Bourail, la foire : 26ième (14:10)

Une main tendue tombée du ciel s'approche de moi et je distingue en arrière-plan la silhouette floue de sa propriétaire. Brièvement, je m'imagine qu'il y a dans cet instant matière à une bonne image mais le sommeil reprend ses droits et je me laisse lentement couler vers des fonds d'encre noire. La main insiste, s'accroche obstinément et me fait basculer définitivement du rêve à la réalité. J'ouvre les yeux sur le corps penché de ma femme qui tente énergiquement de me tirer hors du lit. Il est cinq heures du matin. Je suis encore englué dans mon sommeil, poisseux de ma nuit trop courte, et je me maudis déjà de ne pas m'être couché plus tôt la veille.
Les grandes aiguilles de toutes les horloges du monde ont le temps de faire une fois et demi le tour de leur cadran avant que je ne me retrouve au volant du petit coupé bleu métal qui me sert de moyen de transport et dont je fais prendre au quatre roues la direction de Bourail. S'y tient en ce long week-end du quinze août la vingt-sixième édition de la grande foire agricole. Je ne sais très bien ce que je vais y trouver. Elle est décrite comme la fête emblématique d'une caldochie rurale que les nouméens, fières de leur mode de vie moderne et citadin, ont tendance à hâtivement railler alors qu'elle perpétue pourtant un esprit ayant longtemps été la référence du néo-calédonien d'origine européenne. Empruntant la RT1, route du Nord, et traversant rapidement La Tantouta, Tomo, Bouloupari, La Foa et Moindou, toute ma petite famille arrive sans encombre sur le site de l'événement qui se tient autour de l'hippodrome de Bourail. A la configuration des lieux, je devine déjà le piège qui se referme sur nous et j'appréhende la sortie de la foire, prévue en tout début de soirée afin de ne pas rejoindre Nouméa trop tardivement, présence de mon bout-d'homme oblige.

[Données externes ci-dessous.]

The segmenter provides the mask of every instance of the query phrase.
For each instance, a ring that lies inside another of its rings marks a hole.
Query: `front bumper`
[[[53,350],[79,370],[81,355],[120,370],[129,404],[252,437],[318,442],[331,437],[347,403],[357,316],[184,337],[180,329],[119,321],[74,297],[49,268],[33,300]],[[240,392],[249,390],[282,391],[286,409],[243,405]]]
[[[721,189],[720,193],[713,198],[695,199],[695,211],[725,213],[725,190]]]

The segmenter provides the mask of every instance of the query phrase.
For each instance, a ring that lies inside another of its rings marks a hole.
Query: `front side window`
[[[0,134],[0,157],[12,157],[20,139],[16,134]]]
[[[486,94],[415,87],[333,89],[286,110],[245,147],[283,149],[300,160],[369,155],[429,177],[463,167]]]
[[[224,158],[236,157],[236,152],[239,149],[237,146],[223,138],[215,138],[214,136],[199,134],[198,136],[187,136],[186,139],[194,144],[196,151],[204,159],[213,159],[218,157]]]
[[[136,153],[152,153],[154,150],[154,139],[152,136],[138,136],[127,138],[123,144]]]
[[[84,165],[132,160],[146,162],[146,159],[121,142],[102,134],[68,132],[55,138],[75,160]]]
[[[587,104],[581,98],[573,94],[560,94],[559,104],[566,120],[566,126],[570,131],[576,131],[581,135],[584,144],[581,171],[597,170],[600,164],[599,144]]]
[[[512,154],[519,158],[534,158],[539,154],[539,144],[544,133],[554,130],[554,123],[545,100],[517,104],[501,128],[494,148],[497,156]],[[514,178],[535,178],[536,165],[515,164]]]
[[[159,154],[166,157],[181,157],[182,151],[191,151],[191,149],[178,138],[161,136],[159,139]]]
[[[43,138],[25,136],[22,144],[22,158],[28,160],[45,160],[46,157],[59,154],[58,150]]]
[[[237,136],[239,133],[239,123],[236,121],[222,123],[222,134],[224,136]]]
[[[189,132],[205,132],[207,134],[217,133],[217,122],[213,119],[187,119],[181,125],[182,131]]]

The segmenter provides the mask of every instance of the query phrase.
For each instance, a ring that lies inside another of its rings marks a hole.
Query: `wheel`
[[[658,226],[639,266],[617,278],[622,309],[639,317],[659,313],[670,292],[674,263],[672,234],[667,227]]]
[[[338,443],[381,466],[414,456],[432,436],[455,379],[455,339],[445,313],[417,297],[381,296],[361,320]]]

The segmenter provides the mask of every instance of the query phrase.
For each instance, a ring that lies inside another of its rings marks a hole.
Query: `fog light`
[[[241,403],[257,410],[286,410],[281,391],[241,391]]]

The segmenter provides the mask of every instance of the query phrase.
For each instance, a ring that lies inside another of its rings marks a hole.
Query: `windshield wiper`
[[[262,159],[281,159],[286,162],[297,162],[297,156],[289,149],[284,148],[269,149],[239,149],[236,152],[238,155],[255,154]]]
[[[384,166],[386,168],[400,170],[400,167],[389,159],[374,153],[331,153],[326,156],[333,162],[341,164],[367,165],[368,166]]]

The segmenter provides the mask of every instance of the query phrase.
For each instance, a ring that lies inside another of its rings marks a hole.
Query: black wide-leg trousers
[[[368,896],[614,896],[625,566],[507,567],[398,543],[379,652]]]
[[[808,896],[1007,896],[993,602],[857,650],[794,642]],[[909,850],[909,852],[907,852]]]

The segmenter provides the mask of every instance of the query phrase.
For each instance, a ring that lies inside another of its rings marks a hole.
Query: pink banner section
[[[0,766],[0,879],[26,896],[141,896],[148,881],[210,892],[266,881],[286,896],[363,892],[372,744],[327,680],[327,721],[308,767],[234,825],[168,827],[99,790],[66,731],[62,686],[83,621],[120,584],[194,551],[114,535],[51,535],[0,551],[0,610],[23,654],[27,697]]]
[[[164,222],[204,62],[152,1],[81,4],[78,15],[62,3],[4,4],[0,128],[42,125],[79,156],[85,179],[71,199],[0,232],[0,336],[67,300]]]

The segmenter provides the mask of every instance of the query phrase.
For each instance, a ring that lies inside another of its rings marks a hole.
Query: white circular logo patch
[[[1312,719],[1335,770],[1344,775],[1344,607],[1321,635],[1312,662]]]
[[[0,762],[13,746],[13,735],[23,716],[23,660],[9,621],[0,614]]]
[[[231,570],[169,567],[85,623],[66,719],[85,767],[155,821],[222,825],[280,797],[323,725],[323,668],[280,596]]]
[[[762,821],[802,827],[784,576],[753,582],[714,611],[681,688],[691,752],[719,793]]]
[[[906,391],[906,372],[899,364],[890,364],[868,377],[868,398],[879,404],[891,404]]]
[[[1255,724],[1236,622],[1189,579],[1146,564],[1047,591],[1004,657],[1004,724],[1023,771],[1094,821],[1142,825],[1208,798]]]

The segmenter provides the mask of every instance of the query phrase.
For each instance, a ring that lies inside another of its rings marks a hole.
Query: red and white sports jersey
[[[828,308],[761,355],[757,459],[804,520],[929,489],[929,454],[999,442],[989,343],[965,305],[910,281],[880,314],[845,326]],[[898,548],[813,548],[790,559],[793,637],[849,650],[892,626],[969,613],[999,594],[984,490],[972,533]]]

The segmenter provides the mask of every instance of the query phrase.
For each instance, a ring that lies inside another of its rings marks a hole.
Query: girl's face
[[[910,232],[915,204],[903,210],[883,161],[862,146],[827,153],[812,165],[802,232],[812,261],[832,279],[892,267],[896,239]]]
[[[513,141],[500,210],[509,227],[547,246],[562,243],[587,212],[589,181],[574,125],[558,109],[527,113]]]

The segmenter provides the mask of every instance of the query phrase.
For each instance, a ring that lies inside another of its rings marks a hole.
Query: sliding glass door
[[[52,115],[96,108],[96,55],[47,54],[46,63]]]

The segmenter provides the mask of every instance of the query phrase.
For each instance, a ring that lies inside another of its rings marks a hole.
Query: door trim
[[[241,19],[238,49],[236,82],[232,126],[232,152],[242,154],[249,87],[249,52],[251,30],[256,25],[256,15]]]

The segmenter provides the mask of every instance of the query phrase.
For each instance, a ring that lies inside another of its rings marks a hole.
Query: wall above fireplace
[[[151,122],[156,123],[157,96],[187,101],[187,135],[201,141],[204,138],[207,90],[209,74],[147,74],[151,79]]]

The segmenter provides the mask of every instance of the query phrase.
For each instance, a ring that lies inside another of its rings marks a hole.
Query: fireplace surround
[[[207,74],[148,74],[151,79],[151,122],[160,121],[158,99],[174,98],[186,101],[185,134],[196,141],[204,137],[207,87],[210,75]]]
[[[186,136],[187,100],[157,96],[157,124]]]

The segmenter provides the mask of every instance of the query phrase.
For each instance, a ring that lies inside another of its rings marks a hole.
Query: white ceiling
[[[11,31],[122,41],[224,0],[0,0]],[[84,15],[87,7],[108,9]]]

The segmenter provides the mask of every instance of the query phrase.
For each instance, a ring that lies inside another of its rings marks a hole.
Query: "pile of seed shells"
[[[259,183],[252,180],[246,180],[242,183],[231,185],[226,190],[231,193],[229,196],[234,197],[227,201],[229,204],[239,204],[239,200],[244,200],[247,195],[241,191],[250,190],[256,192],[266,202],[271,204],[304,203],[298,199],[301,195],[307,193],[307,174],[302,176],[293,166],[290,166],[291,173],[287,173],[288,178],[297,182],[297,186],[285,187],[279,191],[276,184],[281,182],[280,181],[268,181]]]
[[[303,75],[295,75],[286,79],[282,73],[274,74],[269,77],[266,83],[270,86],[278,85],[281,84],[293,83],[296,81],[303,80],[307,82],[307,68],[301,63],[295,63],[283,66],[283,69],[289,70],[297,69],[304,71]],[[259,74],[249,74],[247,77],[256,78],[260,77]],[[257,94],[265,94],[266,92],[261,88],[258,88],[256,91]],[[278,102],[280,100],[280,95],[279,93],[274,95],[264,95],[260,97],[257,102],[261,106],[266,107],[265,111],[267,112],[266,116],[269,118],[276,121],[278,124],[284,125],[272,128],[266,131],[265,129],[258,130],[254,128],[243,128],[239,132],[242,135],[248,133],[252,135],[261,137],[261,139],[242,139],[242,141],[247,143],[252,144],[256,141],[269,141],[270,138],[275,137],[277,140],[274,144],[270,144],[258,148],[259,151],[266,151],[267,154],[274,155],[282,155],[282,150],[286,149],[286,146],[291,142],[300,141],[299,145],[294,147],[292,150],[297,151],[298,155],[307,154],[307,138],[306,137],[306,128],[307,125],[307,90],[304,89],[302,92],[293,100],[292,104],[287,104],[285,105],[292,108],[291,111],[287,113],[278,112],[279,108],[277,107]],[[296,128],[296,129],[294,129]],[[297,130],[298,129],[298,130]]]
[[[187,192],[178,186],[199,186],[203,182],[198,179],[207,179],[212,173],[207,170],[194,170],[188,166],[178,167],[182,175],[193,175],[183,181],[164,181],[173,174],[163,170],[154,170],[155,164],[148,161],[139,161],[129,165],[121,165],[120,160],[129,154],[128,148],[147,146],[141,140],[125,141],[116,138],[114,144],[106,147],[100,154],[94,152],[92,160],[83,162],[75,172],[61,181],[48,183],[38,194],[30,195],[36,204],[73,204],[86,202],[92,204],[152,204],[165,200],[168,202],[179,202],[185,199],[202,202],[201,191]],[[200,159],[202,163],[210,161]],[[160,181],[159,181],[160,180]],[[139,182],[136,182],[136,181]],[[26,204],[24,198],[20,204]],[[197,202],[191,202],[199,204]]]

Une foule dense mais encore supportable est présente sur les lieux et nous commençons notre exploration, guidés par les pas turbulents de notre fils qui semble prendre les choses en main et nous laisse peu d'initiative : ici un tracteur, là une tondeuse, plus loin des poneys, des chevaux, des cavaliers, des vaches, des boeufs, des manèges, de la musique, des "quatre-quatre" en démonstration de trial, des véhicules de stock-car aux moteurs pétaradants, des majorettes avec baguettes et paillettes, de jeunes danseuses mélanésiennes, des stands de produits agricoles, du bruit et du mouvement... Mais d'ambiance, point vraiment. Je la cherche, la renifle, l'approche un peu avant qu'elle ne m'échappe. Je comprends ce qui me perturbe : les gens sont là, regardent, flânent, écoutent, goûtent, mais ils leur manquent la joie, ce petit grain de folie qui devrait normalement accompagner l'événement. La communauté caldoche ne semble pas être apte à afficher ses émotions en public. Elle préfère vivre ses festins et ses rires à l'abri du regard, entre amis, en famille. Du coup, même les tenues excentriques des cow-boys et autres stock men ne semblent suffire à égayer l'ensemble. Je me sens hors du coup, spectateur impuissant. Le symbole de cette incapacité à appréhender le spectacle se déroulant sous mes yeux s'exprime dans un refus contraint à ne pas le mettre en images. Le Leica pendouille inutilement dans son sac de tissus noir. Il n'est pas chargé et je sais d'avance qu'il me sera inutile d'y mettre une pellicule. Ma femme en est au même point que moi et gémit du poids de son propre matériel à l'épaule. Elle ne l'utilisera pas non plus. Mon oeil n'investissant pas correctement l'univers de la foire, je décide de laisser faire le hasard, même si la chance ne remplace jamais le talent, et sors un appareil de plastique multicolore que j'ai déniché à l'institut de lomographie, pressant le bouton de temps en temps, sans même cadrer. J'ai fière allure dans mon pantalon africain et mon gilet multi-poches, ce machin ridicule entre les mains. Assurément plane sur l'événement l'esprit d'un très grand reporter !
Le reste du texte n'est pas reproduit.